Grokking Tensors
Intro
Tensors are a slippery concept. Depending on who you ask you’ll hear them described as anything from an N-dimensional array to a basis-independent, bilinear funtcion. Not that these definitions are per se wrong, but I think that one of the things that makes tensors so difficult to grasp is that it’s not really clear what these definitions get us and what they have in common. Why would you bother wasting such a sexy, sci-fi word like “tensor” on something as pedestrian as a data volume? If you know a little analysis then a bilinear functional might potentially seem interesting, but even then I don’t think it’s entirely clear why this object is important enough to earn a name.
So with tensors, even into my third year of graduate school I felt like I had a pretty weak grasp of what they were. Certainly having a few grad-level courses in analysis under my belt helped, but at the end of the day I couldn’t really see why one would think to define a concept like “tensors” in the first place. It wasn’t until I took a course in Numerical Linear Algebra (of all things) that it really clicked for me. Specifically it was seeing an expansion of the Singular Value Decomposition (SVD) that finally made me see the light.
SVDs
For a long time I thought that the SVD was kind of ugly, especially compared to the more attractive and conceptually elegent eigenvalue decomposition. I understood eigenvalues and eigenvectors on a pretty gut-level, and so the eigenvalue decomposition seemed natural and its properties were fairly obvious to me. For many of the other well-known matrix factorizations like the LU decomposition or the QR decomposition, I could at least see the attractiveness in their computational properties, even if the theoretical component wasn’t as strong. But the SVD occupied a weird place somewhere between these two extremes. It had nice computational properties, but these were driven by some mechanics that I couldn’t quite grok.

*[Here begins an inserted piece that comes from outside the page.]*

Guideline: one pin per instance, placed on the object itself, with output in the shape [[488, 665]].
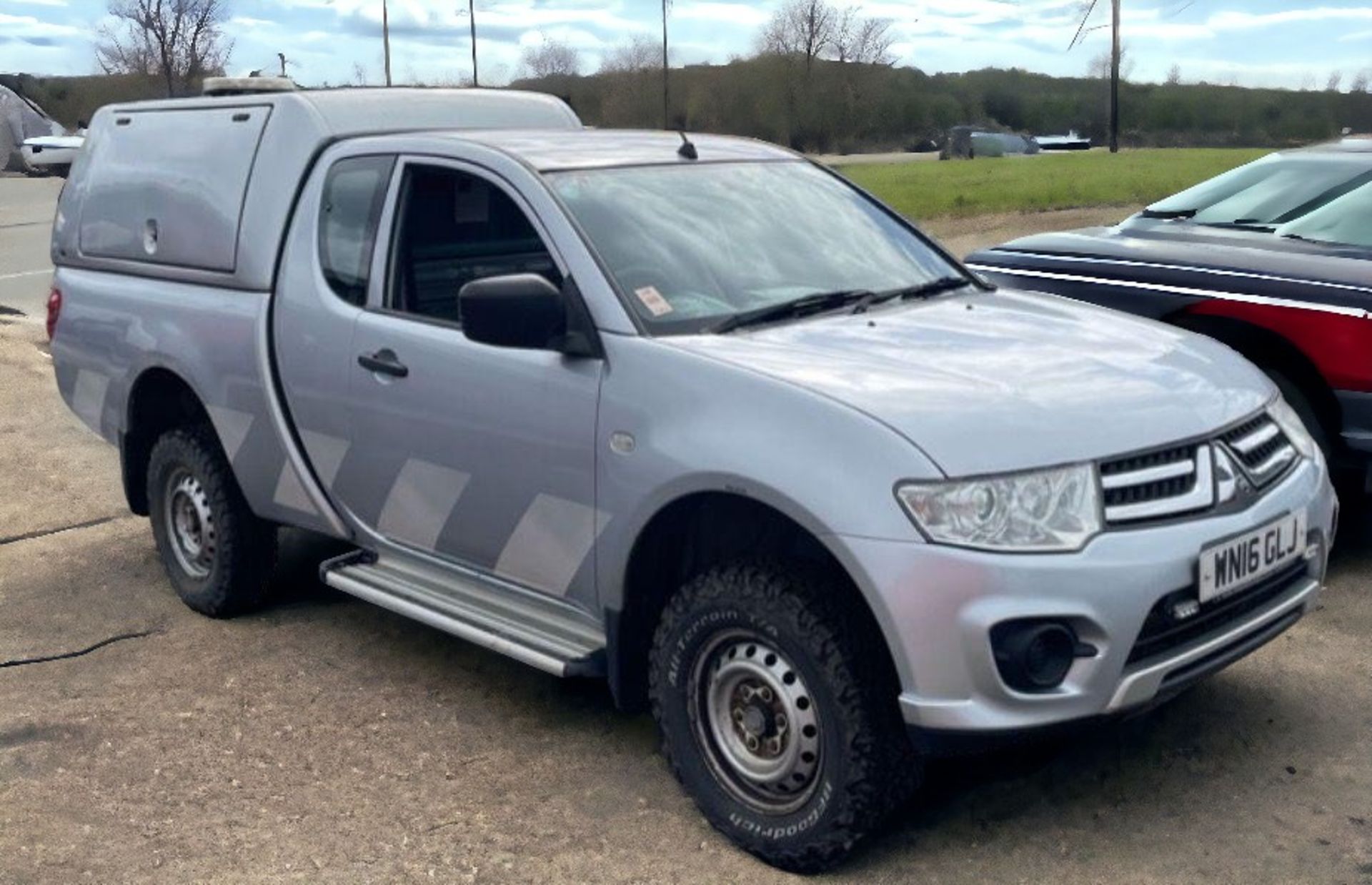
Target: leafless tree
[[550, 58], [862, 40], [802, 28], [176, 40], [637, 55]]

It turned out that I had just been looking at it in the wrong way. For most of my career as a mathematician, the SVD was presented to me in this way:
Let $M$ be an $n \times m$ matrix. Then $M$ can be factorized as $M = U \Sigma V^*$, where $U$ and $V$ are $n \times n$ and $m \times m$ unitary matrices and $\Sigma$ is an $n \times m$ diagonal matrix.
And okay great, it’s a convenient factorization. It lets you define a pseudo-inverse, ditching rows or columns of $\Sigma$ gets you the best low-rank approximation of M, and if you look at the rows/columns of $U$ and $V$ then you get PCA. But where do these properties come from? What does this factorization really represent?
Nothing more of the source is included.